The team was driving toward a consistently executed changeover process as a target condition.
In the last iteration, the process was disrupted by a scrapped first-run part. The initial level cause was an oversize bit in the NC router resulting in an out-of-spec trim and oversize holes.
This occurred in spite of the fact that there are standard tools that are supposed to be in standard locations in the tool holders on the back of the work pallet.
Upon investigation, the team found:
- The previous part had a programming error calling out the oversize tool from the wrong location.
- All of the operators were aware of this, and routinely replaced the “standard” tool with the one the program required.
- After that part was run, the standard condition had not been restored.
- There was likely a break in continuity between operators here, but that was less clear.
- The two bits are only 1/8 different, and hard to distinguish from one another across the 10 feet or so of the work pallet.
The team addressed the programming error, but among the thousands of other programs out there, they were reasonably certain that there were other cases where the same situation could be set up.
They wanted to ensure that it was very clear when there were non-standard tools in the standard locations.
Their initial approach was to create a large chart that called out which tools were to be in which holders. Their next experiment was to be to put that chart up in the work area.
“What do you expect to happen?”
That turned out to be a very powerful question. After a bit of questioning, they implied that the operator was to verify that the correct tools were in the standard positions before proceeding.
“How does this chart help them do that?”
They can see what the standard is.
“Don’t they all already know what the standard is?”
Yes…..
“So how does this chart help them do that?”
Now, to be clear, the conversation was not quite this scripted, but you are getting the idea. The point was to get them to be specific about what they expected the operator to do, and to be specific about how they expected their countermeasure to help the operator do it.
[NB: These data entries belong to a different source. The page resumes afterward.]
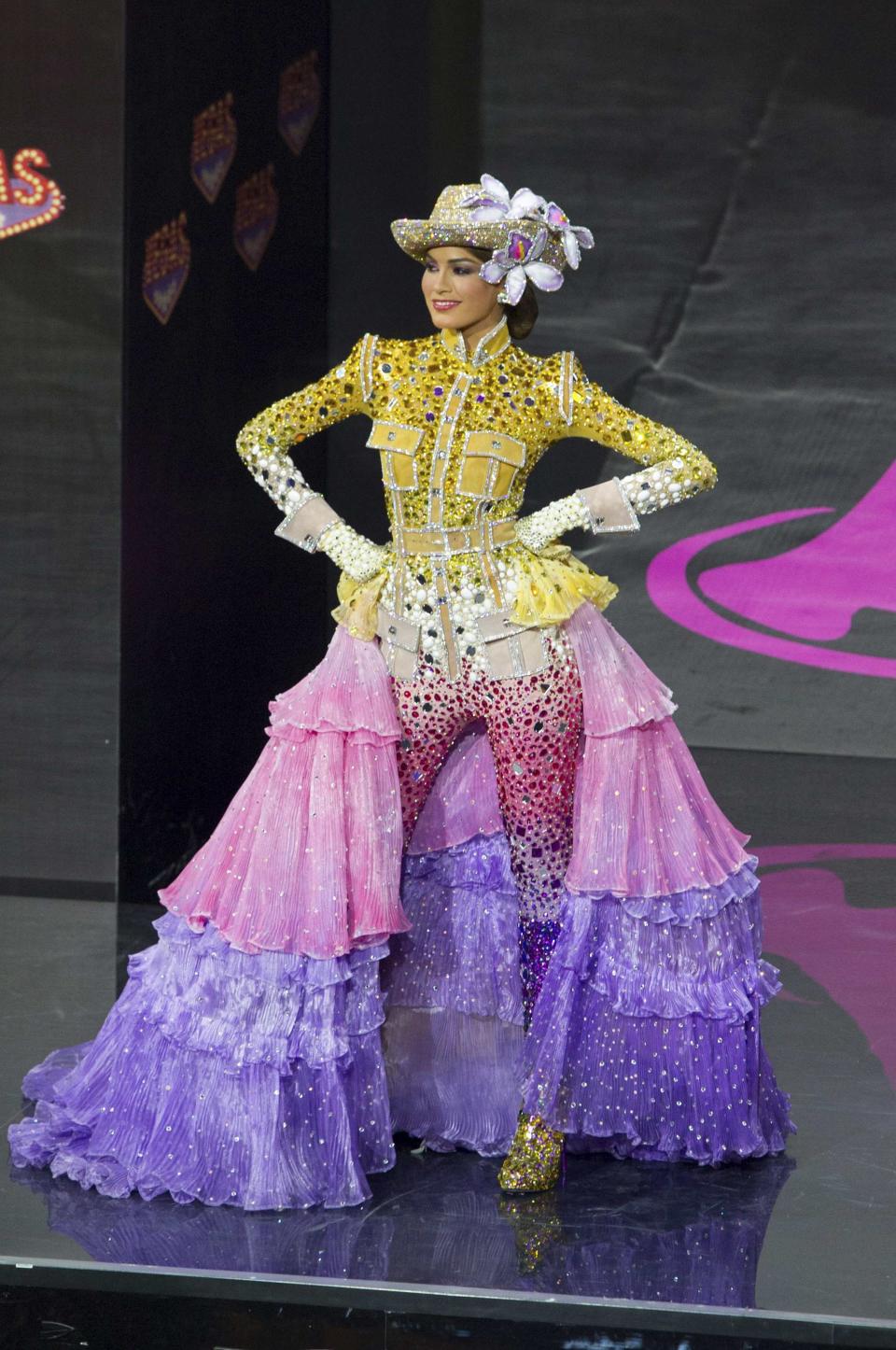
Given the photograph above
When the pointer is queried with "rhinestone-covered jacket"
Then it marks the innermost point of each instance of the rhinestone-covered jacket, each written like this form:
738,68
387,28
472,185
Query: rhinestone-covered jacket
457,436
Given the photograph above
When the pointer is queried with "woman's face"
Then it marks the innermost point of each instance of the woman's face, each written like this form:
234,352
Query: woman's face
455,293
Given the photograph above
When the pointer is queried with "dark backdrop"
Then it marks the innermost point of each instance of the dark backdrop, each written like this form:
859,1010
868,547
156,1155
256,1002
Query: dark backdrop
735,163
60,400
217,614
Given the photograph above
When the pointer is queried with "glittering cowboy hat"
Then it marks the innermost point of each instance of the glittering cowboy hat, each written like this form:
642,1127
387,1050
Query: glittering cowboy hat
532,239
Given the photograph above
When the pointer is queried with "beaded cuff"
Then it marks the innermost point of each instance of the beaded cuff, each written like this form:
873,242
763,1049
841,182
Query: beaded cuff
306,521
609,509
660,485
544,526
353,553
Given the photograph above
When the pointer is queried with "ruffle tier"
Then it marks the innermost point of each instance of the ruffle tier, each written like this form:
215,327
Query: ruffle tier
454,1031
306,859
645,1040
223,1077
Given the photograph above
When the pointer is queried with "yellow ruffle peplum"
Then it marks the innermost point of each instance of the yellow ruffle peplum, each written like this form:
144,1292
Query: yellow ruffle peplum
551,586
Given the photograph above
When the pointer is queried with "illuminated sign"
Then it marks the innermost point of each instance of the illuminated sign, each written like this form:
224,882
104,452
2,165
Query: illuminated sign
214,146
27,199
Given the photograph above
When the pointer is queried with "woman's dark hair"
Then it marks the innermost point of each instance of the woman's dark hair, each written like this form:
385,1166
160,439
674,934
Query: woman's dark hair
521,317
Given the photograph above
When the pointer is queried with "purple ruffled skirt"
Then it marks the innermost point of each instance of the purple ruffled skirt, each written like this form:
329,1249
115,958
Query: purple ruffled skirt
257,1059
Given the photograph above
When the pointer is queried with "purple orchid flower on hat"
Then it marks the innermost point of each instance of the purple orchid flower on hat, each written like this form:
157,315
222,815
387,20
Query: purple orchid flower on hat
517,263
574,236
496,203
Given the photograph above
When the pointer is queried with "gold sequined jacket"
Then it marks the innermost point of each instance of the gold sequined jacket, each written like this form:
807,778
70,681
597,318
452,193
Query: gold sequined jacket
457,435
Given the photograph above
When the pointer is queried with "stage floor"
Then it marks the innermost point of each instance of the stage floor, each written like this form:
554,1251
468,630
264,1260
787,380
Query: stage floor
808,1235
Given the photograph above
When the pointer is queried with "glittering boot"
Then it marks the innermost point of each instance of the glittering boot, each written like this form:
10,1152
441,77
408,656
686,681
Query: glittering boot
533,1162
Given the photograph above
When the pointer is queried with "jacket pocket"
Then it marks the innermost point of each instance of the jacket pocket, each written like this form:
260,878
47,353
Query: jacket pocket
399,641
511,650
489,463
397,444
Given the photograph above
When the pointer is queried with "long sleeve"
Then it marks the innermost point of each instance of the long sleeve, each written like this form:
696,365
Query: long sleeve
674,468
262,444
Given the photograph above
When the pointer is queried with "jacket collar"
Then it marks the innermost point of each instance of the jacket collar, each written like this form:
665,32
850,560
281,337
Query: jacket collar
490,345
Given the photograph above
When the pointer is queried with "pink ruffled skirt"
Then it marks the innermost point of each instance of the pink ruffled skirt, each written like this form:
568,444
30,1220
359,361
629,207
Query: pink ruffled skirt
255,1056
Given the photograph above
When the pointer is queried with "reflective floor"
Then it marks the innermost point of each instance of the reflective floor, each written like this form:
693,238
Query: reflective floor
813,1231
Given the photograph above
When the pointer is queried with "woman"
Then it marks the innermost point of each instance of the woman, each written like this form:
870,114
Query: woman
479,786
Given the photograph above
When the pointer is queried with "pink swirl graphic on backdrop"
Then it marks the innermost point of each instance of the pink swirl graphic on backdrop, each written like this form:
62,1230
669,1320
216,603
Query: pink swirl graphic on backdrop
849,950
811,593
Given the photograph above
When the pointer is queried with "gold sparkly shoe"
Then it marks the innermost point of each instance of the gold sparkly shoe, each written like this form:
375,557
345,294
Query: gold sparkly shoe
536,1153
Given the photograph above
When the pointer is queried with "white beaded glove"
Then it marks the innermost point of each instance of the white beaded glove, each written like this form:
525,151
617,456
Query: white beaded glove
539,529
603,509
354,553
662,485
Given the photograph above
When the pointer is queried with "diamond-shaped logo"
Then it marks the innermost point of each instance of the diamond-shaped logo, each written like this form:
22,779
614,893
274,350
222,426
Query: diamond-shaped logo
166,263
299,102
255,218
214,146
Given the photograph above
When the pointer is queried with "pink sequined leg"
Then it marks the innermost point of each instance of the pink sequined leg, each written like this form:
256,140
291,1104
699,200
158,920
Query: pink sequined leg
533,728
432,713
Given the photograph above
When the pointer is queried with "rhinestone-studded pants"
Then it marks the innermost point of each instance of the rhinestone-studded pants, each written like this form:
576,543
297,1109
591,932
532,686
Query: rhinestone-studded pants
533,725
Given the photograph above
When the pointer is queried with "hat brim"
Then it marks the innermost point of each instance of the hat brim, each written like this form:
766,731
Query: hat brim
417,236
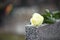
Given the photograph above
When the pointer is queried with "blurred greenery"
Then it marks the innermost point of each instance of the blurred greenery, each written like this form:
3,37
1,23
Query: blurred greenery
50,17
4,36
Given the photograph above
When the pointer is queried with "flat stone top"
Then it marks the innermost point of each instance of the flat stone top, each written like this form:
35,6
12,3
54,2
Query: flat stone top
48,32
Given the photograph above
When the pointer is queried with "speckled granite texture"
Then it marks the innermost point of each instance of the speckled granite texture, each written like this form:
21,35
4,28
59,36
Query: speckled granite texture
48,32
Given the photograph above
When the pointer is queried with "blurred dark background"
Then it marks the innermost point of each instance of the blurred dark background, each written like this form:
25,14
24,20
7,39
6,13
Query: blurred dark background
16,13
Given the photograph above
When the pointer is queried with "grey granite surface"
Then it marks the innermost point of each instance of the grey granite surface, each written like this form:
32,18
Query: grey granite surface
48,32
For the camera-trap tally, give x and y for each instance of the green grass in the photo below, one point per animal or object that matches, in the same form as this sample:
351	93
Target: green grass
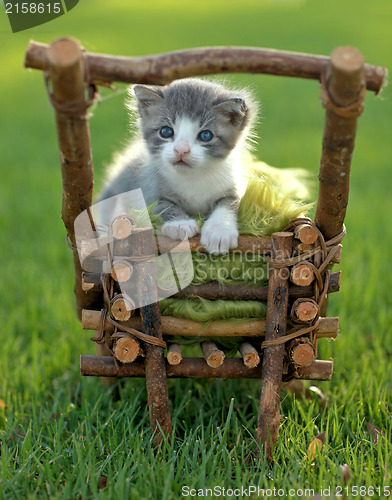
61	434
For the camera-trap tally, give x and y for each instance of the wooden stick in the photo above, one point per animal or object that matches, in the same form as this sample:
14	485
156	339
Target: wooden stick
306	234
99	366
121	271
302	274
156	381
65	64
344	83
174	354
214	291
301	352
126	348
328	327
122	226
249	355
122	307
97	248
305	310
163	68
272	367
214	357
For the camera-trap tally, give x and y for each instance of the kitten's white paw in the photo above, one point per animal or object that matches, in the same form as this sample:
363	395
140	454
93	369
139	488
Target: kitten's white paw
219	238
180	229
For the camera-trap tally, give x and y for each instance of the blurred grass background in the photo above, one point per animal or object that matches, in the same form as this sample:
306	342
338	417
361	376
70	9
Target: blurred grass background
59	435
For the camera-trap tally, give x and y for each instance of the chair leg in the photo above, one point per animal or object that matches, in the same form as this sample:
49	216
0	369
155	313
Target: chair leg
272	369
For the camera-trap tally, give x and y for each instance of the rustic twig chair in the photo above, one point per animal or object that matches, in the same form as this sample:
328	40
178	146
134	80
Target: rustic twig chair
301	257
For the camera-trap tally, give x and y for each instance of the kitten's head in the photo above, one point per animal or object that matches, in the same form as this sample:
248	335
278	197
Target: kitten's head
191	124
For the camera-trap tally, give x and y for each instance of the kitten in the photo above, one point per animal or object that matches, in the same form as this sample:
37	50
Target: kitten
188	158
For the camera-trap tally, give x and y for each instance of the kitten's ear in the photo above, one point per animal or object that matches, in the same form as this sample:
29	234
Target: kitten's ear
147	96
234	111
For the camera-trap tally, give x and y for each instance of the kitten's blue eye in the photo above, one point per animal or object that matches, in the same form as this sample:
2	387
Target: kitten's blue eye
206	135
166	132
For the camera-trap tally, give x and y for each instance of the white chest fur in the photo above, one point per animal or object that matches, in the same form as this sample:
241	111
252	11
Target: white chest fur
197	191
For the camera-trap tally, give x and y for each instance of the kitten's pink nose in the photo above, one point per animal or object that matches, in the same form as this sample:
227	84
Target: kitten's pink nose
181	149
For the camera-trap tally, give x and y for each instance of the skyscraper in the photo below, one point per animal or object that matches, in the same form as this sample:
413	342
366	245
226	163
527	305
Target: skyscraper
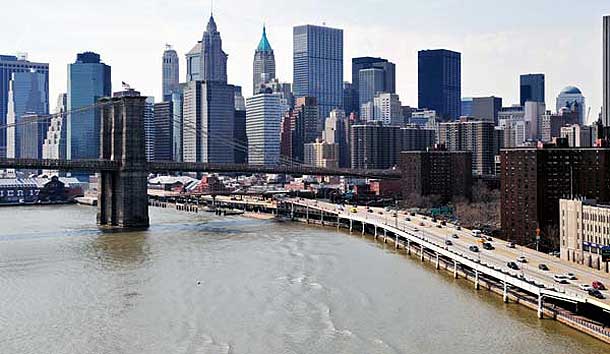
362	63
318	66
208	122
207	61
171	73
532	88
28	95
571	97
264	63
606	78
8	65
440	82
263	119
88	81
371	81
486	108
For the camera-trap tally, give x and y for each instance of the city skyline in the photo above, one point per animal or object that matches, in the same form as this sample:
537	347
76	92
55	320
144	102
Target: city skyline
484	45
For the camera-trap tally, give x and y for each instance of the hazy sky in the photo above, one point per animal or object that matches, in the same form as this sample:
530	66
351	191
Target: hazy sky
498	39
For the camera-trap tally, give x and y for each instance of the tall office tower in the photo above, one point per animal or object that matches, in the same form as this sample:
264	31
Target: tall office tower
440	82
8	65
363	63
606	78
371	81
177	102
54	146
486	108
579	135
263	120
163	132
466	109
149	127
208	122
318	66
415	138
207	61
239	128
264	63
388	109
322	154
171	73
571	97
374	146
532	88
308	116
350	99
474	136
533	180
533	116
336	131
88	81
28	95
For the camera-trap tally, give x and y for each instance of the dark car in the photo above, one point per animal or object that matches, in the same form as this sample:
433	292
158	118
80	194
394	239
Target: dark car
598	285
543	267
596	293
512	265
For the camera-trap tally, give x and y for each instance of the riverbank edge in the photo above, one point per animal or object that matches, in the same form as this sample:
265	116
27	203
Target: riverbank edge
484	284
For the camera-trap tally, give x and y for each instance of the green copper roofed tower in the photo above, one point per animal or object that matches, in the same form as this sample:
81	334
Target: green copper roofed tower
264	63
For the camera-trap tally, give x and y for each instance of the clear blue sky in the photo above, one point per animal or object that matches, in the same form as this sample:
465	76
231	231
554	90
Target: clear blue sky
498	39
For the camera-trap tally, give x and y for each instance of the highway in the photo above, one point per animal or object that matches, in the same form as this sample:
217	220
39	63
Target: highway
497	258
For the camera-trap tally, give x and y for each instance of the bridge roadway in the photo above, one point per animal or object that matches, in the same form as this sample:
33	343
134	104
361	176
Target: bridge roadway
492	264
161	167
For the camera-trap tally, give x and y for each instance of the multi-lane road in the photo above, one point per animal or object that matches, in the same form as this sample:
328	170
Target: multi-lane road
498	258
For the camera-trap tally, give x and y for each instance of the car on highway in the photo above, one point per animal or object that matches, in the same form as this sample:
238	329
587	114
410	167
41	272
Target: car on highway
598	285
543	267
571	276
596	293
561	279
488	246
585	287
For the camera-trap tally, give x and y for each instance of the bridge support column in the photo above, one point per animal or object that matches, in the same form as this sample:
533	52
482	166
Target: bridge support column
122	194
476	279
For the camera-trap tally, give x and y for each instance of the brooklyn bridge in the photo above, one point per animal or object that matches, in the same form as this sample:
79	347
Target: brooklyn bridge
124	169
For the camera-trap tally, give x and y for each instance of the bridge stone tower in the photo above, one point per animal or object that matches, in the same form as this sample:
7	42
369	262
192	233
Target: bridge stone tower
122	194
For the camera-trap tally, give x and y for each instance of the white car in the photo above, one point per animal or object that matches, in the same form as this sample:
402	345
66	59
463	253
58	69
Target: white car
585	287
561	279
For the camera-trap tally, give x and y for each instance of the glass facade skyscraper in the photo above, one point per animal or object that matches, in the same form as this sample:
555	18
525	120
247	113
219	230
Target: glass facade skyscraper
8	65
440	82
28	95
88	81
532	88
318	66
One team member offered up that maybe they could color-code the standard tools and their holders so it would be easy to check and easy to see if something was off-standard. That way, even IF the situation came up where the operator needed to deviate from the standard, anyone could easily see what was happening.
(I should add that they have already put an escalation process into place that should trap, and correct, these programming errors as they come up as well.)
The tools were color-coded over night, and in place the next day.
This wasn’t a “5S campaign,” nor is there an audit sheet that tries to measure the “level” of visual control in the work space.
Rather, this is using a visual control to visually control something, and reduce the likelihood of another scrapped part (and therefore, disrupted changeover).
Over the last week, the work cell has been improving. When things are flowing as they are supposed to, changeovers are routinely being done within the expected time.
But there are times when their standard WIP goes low; there are times when someone gets called away; when the flow doesn’t go as planned. When those things happen, they get off their standard.
The next countermeasure is to document, clearly, the normal pattern for who works where, for what inventory is where. Then the next question is “How can anyone verify, at a glance, whether or not the flow is running to the normal pattern?”
More visual controls. Ah.
Now we are seeing the reason behind 5S. It will come in to that work area, step by step, as the necessity to make things more clear arises.